I'd like to respectfully disagree with you all. Considering the precedent set by Roe V. Wade and the succeeding court cases would indicate states have the right to regulate abortion as long as it is "reasonably related to the preservations and protection of maternal health." (410 US 113). The justices of Roe V. Wade wrote this into their decision in order to allow states to regulate the practice of abortion as the States saw fit. The Majority opinion stated the states have a compelling interest in protecting the well being of the mother. Furthermore, a women's right to abortion was explicitly confirmed in the decision of Planned Parenthood of Southeastern Pennsylvania v. Casey and this right could not be unduly interfered with by the state. In addition many previous court cases have upheld a state's right to require 24 hour waiting periods and forced viewings of an ultrasound of the fetus. The 5th U.S. Circuit Court of Appeals ruled these laws did not violate the first amendment rights of patients or doctors.
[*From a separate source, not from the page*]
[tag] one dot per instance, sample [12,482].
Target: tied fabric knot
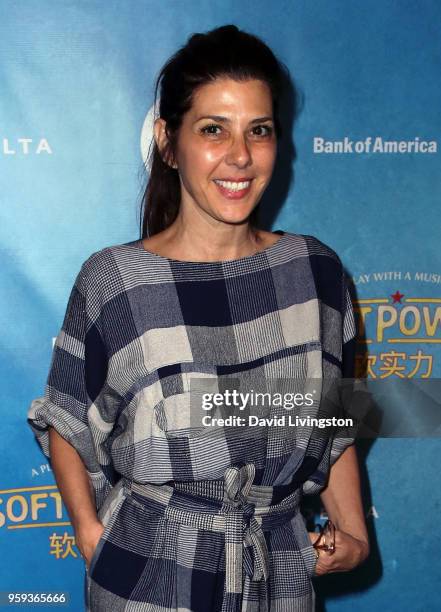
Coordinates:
[245,544]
The legal precedent is clear, California has a compelling interest to ensure women are provided with the best care possible. Finally, I believe the Sherbert test would be a more appropriate legal precedent to apply to this case. While this law may interfere with clinic's abilities to completely freely practice their religion, there are no less-restrictive means to ensure all women are provided with adequate care. In some cases a pro-life clinic may the the only family planning location for miles. If the patients are not informed of all their options there, then they may never know the full scope of potential care.

Max K said...

Like Will, I too am very curious as to why the law was passed and the motivation behind the it. I agree with the conclusion reached by Ciara that this law places an unconstitutional burden on the medical professionals at the Pro-life facility. I personally struggle to understand why a doctor should be coerced by the State to recommend treatment that they both find morally unacceptable and would never under normal circumstances suggest. The law itself seems to jeopardize all efforts by the Pro-life center to discourage abortions.

Rob W said...

I have to agree, in part, with what Josh and Abby stated in their comments. There is a fine line between notifying or informing a person about potential paths they can take in their decision making process, and forcing them to endorse those pathways. The people who are going to the pro-life clinic in the first place probably did not go there if they wanted an abortion, but they may have been curious to hear there perspective on the manner. The state has the right to enforce regulations in the education of its citizens, but cannot force them to make the decision they want them to make. The act of abortion may be against the clinics beliefs, but they can express that to the patient after expressing the fact that the patient has the opportunity to take the avenue in which they see fit.

Anonymous said...

I agree with many of the previous comments stating that if a women were seeking an abortion, it is unlikely and would make little sense that they go to a religiously affiliated pro-life clinic. I think it is safe to say that women know that abortion is an option, and therefore if an individual decides that they want an abortion, they should find a clinic without religious affiliation. While I think that clinics should provide information about other clinics that do perform abortions if this is what the patient wants, the religiously affiliated clinics should not be forced to promote abortion if it goes against their religious beliefs.